Founder, Publisher and CEO, New West Publishing
When Jonathan Weber, former editor-in-chief of The Industry Standard, moved to Missoula, Montana, in 2001, he came up with a big idea—to take the “big story of growth and change” he saw in the Rocky Mountain region and combine that with the fundamental changes taking place in media.
In 2005, he launched NewWest.net—a network of local Web sites for the region—with the intention of launching events and print later. He spent $15,000 building the site and got “about 90 percent of what The Industry Standard Web site did for one one-hundredth of the cost.” Within six to eight months, the Web site had attracted 100,000 monthly unique visitors. Weber attributes this to strong editorial. “Good stories link to good sites,” he says, “It’s a very simple calculus.”
New West was able to leverage that “initial thrust” into an event business, the launch of which attracted more than 300 people and a good amount of sponsor support. “It helped a lot on the advertising side,” he says, “especially with small and medium-size businesses who weren’t really too sold on this online advertising thing to start.”

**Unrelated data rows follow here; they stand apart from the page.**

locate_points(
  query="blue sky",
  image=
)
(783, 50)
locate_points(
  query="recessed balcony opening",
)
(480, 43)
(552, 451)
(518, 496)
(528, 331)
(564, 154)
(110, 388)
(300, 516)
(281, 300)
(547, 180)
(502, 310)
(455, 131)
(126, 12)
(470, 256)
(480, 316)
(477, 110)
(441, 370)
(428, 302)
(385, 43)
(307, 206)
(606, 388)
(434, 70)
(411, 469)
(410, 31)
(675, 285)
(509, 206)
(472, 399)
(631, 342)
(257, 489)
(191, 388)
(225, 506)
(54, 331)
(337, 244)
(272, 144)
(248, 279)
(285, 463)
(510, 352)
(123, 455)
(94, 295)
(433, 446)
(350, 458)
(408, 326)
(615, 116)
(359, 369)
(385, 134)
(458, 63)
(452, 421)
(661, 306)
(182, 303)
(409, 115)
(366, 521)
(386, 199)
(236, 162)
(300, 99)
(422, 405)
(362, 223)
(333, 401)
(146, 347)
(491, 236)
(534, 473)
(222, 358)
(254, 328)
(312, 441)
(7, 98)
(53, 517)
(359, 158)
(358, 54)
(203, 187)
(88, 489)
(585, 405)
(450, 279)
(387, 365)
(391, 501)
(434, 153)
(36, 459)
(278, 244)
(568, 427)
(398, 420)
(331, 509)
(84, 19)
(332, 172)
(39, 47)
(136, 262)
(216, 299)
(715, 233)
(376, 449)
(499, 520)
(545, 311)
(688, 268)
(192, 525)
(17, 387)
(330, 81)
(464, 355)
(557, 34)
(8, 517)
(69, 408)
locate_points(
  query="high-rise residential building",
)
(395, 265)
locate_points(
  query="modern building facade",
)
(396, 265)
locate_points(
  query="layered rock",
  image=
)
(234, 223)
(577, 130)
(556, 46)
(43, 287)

Currently, events make up 30 percent of the company’s revenue. The Web site makes up 40 to 50 percent, while the remaining 20 to 30 percent is from the print magazine, which launched in April mostly as a brand extension of the online product. The quarterly title was relatively inexpensive to launch, according to Weber, given that New West already had an editorial staff and audience in place.
With its key advertisers being in the real estate, construction, engineering and architecture markets, though, the magazine is off to a slower-than-expected start, and New West is scaling back its frequency from quarterly to bi-annually after two issues. “Part of our model is that we’re not going to lose money on print,” Weber says.
STRENGTHS: Weber built New West into a multiplatform brand by going online first and spent $15,000 initially on the Web site. He says limiting spending and money from venture capital helps the company stay flexible.
WEAKNESSES: After about three years in online and events, New West launched a quarterly print magazine this January. But after its second issue, Weber has decided to scale it back to twice a year and cites target advertising in the struggling real estate, construction, engineering and architectural markets as a major factor.
OPPORTUNITIES: Weber says he’s working on a large-scale initiative to take what New West has learned about making local online publishing into a sustainable business and use that to offer other publishers “revenue-generating services and other types of support.”
THREATS: New West’s core print advertisers and some of its online advertisers are in the real estate, construction and other housing-related markets. The company also faces the ongoing challenge of securing small-to-medium-sized local business advertisers who may not be sold on the value of online just yet.